With Open Hands

Dcn. John Stanley’s Homily March 31, 2019

“We’re all familiar with this beautiful Gospel so richly packed.  We all know it as the story of the prodigal son but perhaps it should be called the story of the two sons and the loving father.  Jesus tells us this story in the context of him sitting down among tax collector and other sinners. Meanwhile Pharisees and Scribes are looking on from a distance.  They’re grumbling and murmuring at what they are seeing. How could this Rabbi, this would be prophet defile himself by eating with sinners? For to Jews to eat with anyone unclean was to make yourself unclean and clearly sinners especially tax collectors were seen as unclean, so why does Jesus sit with tax collectors and sinners?  We see it throughout the Gospels. Well today, he answers that question as he often does with a story and St. Luke tells us that sinners and tax collectors have been drawn to him in this scene. St. Luke also tells us that the parable of Jesus is intended for the ears of the Pharisees and the Scribes, so we can just picture the scene of the Pharisees and the Scribes standing at a distance just within earshot to make sure that they hear this blasphemy and Jesus begins his story.

A man had two sons and the younger son was deviant.  He was rebellious and he goes up to his father and he rudely and crudely and obnoxiously tells his father, ‘Give me my inheritance.  I want my money and I want it now.’ It’s akin to him saying to his father, ‘Dad you mean nothing to me. I wish you were dead. Give me my inheritance.’  Amazingly, the father allows his son to have the freedom that he asked for. He gives him his inheritance and we know what happens. We know that money does not buy happiness or buy us freedom.  He squanders all of his money on loose living and then when he has no money, a famine hits and he’s hungry and he goes out and finds the only job he can find, a job that is the lowest of the low for any Jew to accept.  He is hired to slop hogs, to feed the swine. After doing this for some time he realizes that his father’s own hired workers are eating much better than he and he has a change of heart. The shame and the guilt, they’re laid upon him and he decides to go back to his father to seek forgiveness.  When he gets to his father he tells his father, ‘Father, I’ve sinned against you and I’ve sinned against Heaven. I no longer should be called your son.’ And what does the father do?
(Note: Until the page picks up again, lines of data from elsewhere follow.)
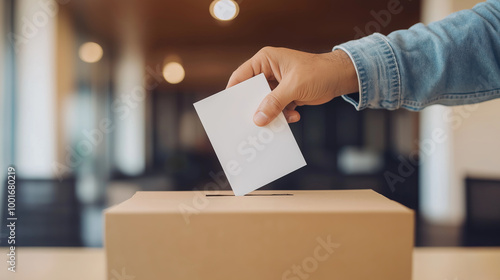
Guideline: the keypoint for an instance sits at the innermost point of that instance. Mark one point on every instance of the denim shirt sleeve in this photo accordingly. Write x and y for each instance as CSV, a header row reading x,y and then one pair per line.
x,y
454,61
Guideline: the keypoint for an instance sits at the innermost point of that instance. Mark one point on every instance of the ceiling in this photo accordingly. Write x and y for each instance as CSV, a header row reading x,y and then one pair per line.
x,y
211,49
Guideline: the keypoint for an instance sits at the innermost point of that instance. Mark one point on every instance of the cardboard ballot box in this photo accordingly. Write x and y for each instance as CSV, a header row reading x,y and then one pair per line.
x,y
296,235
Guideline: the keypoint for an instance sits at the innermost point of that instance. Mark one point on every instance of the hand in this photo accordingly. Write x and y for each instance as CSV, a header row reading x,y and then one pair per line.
x,y
297,78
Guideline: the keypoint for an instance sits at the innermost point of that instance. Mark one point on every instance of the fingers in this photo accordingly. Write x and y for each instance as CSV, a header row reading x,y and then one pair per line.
x,y
243,73
291,116
272,105
262,62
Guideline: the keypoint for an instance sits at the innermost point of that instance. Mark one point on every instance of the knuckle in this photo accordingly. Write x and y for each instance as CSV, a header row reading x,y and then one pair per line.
x,y
274,103
266,50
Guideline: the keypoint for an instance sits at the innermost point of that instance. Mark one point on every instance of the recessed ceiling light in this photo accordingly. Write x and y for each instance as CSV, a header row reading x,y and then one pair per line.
x,y
90,52
224,10
173,72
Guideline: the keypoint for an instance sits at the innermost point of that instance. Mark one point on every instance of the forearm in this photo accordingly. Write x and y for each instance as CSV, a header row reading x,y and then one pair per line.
x,y
453,62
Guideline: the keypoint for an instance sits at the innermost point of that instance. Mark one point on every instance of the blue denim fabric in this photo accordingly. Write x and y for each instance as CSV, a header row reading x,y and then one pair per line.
x,y
454,61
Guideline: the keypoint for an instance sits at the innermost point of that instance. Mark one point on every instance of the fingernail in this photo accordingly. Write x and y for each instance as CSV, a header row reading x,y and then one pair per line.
x,y
260,118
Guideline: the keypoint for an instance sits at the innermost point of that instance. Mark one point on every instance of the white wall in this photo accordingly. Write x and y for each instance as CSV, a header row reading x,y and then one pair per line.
x,y
130,112
2,94
36,125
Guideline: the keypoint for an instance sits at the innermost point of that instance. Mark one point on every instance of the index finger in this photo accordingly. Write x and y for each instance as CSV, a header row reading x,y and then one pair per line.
x,y
242,73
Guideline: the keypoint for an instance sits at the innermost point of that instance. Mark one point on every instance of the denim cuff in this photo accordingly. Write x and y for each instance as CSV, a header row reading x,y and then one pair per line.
x,y
378,73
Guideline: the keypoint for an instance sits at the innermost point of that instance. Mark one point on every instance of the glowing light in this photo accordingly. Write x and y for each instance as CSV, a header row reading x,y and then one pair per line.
x,y
173,72
224,10
90,52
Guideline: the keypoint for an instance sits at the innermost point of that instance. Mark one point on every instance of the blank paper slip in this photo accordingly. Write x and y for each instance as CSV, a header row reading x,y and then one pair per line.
x,y
251,156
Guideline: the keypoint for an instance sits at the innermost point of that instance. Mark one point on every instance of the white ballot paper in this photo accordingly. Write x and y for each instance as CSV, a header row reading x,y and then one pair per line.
x,y
251,156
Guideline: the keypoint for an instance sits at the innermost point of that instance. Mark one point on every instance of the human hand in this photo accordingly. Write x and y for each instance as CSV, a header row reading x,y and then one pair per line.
x,y
297,78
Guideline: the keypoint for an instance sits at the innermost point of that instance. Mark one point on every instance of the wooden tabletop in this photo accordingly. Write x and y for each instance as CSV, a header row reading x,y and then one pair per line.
x,y
89,264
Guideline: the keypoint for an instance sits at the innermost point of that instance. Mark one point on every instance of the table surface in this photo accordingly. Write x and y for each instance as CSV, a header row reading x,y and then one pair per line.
x,y
89,264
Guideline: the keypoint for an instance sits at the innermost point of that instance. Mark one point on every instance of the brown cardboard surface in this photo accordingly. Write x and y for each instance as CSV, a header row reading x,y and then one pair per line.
x,y
351,234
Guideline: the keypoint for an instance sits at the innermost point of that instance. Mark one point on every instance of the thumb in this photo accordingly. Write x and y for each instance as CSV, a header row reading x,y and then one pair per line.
x,y
272,105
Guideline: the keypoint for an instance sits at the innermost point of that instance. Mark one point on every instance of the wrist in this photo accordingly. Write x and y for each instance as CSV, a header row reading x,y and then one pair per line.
x,y
348,78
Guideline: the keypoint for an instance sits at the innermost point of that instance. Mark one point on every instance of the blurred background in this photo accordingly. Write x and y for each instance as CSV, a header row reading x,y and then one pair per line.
x,y
96,104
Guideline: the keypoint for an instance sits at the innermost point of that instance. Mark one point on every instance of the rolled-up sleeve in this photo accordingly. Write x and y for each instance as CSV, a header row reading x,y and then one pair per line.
x,y
454,61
With open hands he embraces his son, he puts a ring on his finger, he gives him a fine robe around his shoulders, puts sandals on his feet.  ‘Kill the fatted calf for today we celebrate. My son was dead and has come back to life. He was lost and has been found. Let the celebration begin.’ Now let’s go back to the scene. We can see Jesus with these sinners, tax collectors, perhaps prostitutes sitting around near him and his eyes are gazing lovingly on him and now he turns his eyes and his head and he gazes at the Pharisees and the Scribes and what do they do in return?  Do they look down? Do they look away? Do they say anything? We don’t know.

Who do we identify with?  Which son are we? Are we the younger son who needs to pick himself up and leave the pig slop of his sins that he’s wallowing in, sins of perhaps substance abuse? Materialism?  Pornography? Infidelity? Our Heavenly Father is waiting with outstretched hands for us. Notice that the father does not go after the son and pick him up out of the muck.  No, the son is required, we are required to turn to the father, to come and ask forgiveness for Jesus, God, has given us that freedom and it all begins with humility. Now others of us are the older brother.  We think we’re good. We think we’re good because we go to Mass regularly. We tithe and we follow the Church rules. Yes, we pray, we pay and we obey and isn’t that our ticket to Heaven? No. We are guilty of the sin of presumption.  We need conversion just as much as that younger brother and it’s only with a sense of humility can we recognize this sin and have a change of heart for sin is insidious. We know how easy it is to fall into sin and how easy it is to fall back into that same sin.  Yet we also know that with the grace of God we can turn away from Sin and turn to God.  Christianity is not a presumption of God’s mercy rather as in our story.  Christianity is a life long celebration of second chances and the sacrament of reconciliation is our chance to start anew as children of our loving father.”